The British National Crime Agency did monitor and — working with police in Bulgaria — take down one of the sites that Monteiro had targeted, Crime Bay. Its operators were based in Bulgaria.
"Investigations are ongoing, and the NCA will continue to work with international law enforcement partners to identify users of sites like these," said Lucy Sneddon, a spokeswoman for the agency.
A police investigator in Russia is believed to have been killed by two teenagers who were hired by a drug trafficker on the dark net. An investigation by the BBC found that the killing had been commissioned on one of the broad marketplaces on the dark net where drugs and stolen credit cards are sold. It was, by most accounts, the first known assassination to be successfully commissioned on the dark web.
But there has still not been a killing commissioned on one of the dedicated hit-man-for-hire sites.
"Why would you set up a dedicated site online when you know absolutely that law enforcement are going to be flooding that site trying to find you?" Wilson said. "You are making yourself too big of a target."

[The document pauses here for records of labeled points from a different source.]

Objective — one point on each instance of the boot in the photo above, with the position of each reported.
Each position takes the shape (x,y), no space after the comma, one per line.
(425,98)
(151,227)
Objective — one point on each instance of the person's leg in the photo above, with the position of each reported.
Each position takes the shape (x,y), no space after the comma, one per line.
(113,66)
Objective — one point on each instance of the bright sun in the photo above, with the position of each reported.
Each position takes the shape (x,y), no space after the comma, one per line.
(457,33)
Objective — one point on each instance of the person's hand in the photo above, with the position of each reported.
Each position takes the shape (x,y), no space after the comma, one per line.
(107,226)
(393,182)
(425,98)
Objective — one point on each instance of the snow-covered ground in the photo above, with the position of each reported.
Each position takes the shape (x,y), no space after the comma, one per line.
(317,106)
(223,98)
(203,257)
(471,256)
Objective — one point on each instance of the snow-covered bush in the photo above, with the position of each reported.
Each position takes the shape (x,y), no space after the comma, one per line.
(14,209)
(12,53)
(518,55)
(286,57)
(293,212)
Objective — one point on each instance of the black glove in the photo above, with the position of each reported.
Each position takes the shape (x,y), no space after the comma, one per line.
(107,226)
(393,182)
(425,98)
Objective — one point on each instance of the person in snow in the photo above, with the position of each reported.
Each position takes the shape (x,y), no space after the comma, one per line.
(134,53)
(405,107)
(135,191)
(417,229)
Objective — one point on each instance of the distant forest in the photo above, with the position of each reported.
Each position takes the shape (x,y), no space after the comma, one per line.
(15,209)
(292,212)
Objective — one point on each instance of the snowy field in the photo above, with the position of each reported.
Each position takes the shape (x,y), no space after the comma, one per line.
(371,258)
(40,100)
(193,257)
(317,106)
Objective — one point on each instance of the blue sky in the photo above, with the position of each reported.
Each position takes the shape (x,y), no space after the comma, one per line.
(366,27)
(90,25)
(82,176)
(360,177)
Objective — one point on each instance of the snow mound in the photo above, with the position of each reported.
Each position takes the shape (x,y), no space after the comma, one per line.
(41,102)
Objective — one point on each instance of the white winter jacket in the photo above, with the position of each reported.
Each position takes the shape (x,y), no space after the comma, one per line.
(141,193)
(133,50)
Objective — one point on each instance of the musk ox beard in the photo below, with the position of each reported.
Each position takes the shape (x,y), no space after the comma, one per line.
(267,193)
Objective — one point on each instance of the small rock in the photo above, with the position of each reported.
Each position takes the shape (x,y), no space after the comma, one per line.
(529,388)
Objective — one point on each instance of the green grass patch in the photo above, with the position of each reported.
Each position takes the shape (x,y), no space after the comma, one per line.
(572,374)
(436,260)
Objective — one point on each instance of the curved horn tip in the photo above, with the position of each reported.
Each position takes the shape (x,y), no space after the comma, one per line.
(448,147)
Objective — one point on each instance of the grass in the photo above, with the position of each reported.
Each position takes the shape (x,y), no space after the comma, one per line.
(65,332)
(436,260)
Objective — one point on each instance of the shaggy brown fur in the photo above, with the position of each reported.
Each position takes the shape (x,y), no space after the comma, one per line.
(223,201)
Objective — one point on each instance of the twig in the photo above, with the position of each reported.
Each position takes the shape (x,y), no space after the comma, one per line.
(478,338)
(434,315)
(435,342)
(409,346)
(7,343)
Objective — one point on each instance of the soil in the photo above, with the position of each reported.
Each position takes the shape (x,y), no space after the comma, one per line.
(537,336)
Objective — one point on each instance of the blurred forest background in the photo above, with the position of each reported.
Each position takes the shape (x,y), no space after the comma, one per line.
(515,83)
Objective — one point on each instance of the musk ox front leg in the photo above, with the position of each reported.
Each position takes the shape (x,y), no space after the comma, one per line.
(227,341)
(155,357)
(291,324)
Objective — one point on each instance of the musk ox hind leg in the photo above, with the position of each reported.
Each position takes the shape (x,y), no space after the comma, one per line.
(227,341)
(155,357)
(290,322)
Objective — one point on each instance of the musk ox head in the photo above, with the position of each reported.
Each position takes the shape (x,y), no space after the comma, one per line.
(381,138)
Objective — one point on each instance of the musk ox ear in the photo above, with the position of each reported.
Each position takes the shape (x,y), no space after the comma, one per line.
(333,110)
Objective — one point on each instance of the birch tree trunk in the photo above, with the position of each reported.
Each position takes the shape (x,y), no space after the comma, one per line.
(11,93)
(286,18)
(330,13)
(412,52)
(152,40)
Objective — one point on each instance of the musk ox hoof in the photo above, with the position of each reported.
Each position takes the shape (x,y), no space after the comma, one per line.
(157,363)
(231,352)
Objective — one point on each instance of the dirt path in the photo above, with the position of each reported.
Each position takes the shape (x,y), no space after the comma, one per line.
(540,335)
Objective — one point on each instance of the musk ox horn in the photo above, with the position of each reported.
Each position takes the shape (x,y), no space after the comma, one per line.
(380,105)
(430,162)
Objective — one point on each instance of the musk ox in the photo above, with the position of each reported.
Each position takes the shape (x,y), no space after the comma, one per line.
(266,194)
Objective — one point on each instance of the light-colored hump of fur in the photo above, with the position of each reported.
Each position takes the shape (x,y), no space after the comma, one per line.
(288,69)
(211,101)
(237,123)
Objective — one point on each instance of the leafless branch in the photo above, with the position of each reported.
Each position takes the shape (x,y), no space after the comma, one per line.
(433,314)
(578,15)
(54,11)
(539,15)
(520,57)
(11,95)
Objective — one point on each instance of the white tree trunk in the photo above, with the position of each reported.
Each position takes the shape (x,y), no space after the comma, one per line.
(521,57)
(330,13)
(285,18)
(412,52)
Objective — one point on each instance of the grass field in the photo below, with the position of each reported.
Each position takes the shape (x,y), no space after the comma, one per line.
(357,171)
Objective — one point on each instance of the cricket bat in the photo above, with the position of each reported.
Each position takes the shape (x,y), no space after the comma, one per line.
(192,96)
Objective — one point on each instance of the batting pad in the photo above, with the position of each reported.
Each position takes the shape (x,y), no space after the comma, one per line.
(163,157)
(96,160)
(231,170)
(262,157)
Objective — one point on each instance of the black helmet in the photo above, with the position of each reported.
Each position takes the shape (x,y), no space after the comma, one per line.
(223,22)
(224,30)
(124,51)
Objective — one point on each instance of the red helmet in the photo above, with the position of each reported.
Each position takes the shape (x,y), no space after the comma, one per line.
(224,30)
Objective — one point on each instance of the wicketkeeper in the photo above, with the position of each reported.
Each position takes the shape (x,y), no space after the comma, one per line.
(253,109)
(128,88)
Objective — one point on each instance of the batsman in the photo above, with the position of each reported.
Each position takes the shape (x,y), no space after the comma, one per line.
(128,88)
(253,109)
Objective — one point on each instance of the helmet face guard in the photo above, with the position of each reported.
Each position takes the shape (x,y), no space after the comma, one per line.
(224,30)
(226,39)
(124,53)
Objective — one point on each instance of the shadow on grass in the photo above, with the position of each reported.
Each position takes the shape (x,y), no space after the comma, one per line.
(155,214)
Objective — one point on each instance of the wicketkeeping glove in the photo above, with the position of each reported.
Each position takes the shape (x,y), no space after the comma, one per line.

Still, the sites have continued to proliferate. A few months ago, a middle-aged executive in Singapore was sent to jail for five years after paying the Camorra Hitman site to kill the boyfriend of his young ex-lover in a staged car accident that, not surprisingly, didn't happen.
Wilson said these sites took attention from the real crime being committed on the dark net, like the drug markets and the sites selling the sensitive personal information of millions of Americans.
"There is actual crime, but we are too busy talking about some guy who wants to kill his ex-girlfriend's new boyfriend," she said.